Kellyanne Conway struggles to name African-Americans in White House

Kellyanne Conway, a counselor to President Donald Trump, struggled on Sunday to name an African-American person in a prominent White House role.

Posted Updated

By
Eli Watkins
, CNN
(CNN) — Kellyanne Conway, a counselor to President Donald Trump, struggled on Sunday to name an African-American person in a prominent White House role.

Conway was asked on ABC's "This Week" to name the most prominent West Wing staffer to Trump after the departure of Omarosa Manigault Newman, a former Apprentice star whose departure from the White House was announced late last year.

Conway initially said the anchor, Jon Karl, was "not covering" Secretary of Housing and Urban Development Ben Carson, whom she said Trump works with "every day," but when pressed on a White House staffer, she pointed to someone who she said was in the Executive Office of the President.

"We have Ja'Ron, who's done a fabulous job, been very involved with -- he's been very involved with Jared Kushner and President Trump on prison reform from the beginning," Conway said. "He's been there from the beginning. He worked with Omarosa and others."

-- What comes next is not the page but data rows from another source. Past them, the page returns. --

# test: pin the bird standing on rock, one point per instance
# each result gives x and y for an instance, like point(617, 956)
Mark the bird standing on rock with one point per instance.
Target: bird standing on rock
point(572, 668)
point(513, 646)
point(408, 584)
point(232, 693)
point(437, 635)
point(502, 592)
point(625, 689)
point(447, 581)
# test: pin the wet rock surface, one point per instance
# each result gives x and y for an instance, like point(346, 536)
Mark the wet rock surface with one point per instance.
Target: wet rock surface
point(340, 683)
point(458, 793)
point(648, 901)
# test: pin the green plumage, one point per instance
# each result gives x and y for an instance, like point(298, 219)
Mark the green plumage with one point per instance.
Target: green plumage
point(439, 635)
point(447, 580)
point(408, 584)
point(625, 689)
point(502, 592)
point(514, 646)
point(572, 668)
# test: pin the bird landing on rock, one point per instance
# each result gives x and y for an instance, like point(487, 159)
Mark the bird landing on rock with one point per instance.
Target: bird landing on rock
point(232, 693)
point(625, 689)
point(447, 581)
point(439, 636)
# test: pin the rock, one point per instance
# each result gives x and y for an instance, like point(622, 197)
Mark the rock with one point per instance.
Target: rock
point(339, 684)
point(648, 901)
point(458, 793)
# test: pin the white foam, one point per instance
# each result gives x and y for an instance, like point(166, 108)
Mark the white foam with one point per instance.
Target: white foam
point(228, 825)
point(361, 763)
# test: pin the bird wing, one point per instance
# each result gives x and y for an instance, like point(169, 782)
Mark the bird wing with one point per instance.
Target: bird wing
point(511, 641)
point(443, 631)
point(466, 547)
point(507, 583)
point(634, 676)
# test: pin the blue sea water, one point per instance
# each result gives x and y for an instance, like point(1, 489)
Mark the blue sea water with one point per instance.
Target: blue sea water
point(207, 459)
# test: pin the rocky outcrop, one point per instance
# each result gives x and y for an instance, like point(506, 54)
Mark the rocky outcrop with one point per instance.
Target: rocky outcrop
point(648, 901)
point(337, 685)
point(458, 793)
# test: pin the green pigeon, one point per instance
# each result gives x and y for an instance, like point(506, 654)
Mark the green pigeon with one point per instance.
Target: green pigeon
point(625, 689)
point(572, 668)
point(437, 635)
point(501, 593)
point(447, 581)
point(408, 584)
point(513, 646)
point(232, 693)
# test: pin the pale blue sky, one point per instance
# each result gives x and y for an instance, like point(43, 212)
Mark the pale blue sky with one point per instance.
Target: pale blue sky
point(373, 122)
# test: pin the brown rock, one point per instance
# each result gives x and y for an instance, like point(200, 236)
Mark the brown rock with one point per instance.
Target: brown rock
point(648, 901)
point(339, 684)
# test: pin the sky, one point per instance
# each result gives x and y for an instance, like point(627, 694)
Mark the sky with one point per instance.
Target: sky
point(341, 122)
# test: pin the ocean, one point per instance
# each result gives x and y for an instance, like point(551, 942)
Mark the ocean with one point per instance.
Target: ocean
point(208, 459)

Conway was presumably referring to Ja'Ron Smith, a legislative affairs aide who was on a list of people expected to attend a prison reform event with Trump last week. Marc Short, the former White House legislative affairs director, appeared later in the show and confirmed she was speaking about Smith.

Pressed again about the lack of African Americans in the West Wing, Conway protested Karl's contention, but did not go on to name a person.

"There are plenty of people," Conway said. "If you're going by that and not by the actions of the President, which you probably should, then -- then you should look at the fact that we have a number of different minorities, and the fact is that this President is doing well for all Americans."

Manigault Newman has spoken out against Trump since her break from the White House, and as part of the release of a new memoir, she has recently come forward with specific but largely unverifiable accusations about Trump's character and a job offer that she said was an effort to keep her silent.

Conway, like the White House more broadly, criticized Manigault Newman on Sunday, denying a raft of her accusations and saying she had undermined her own credibility.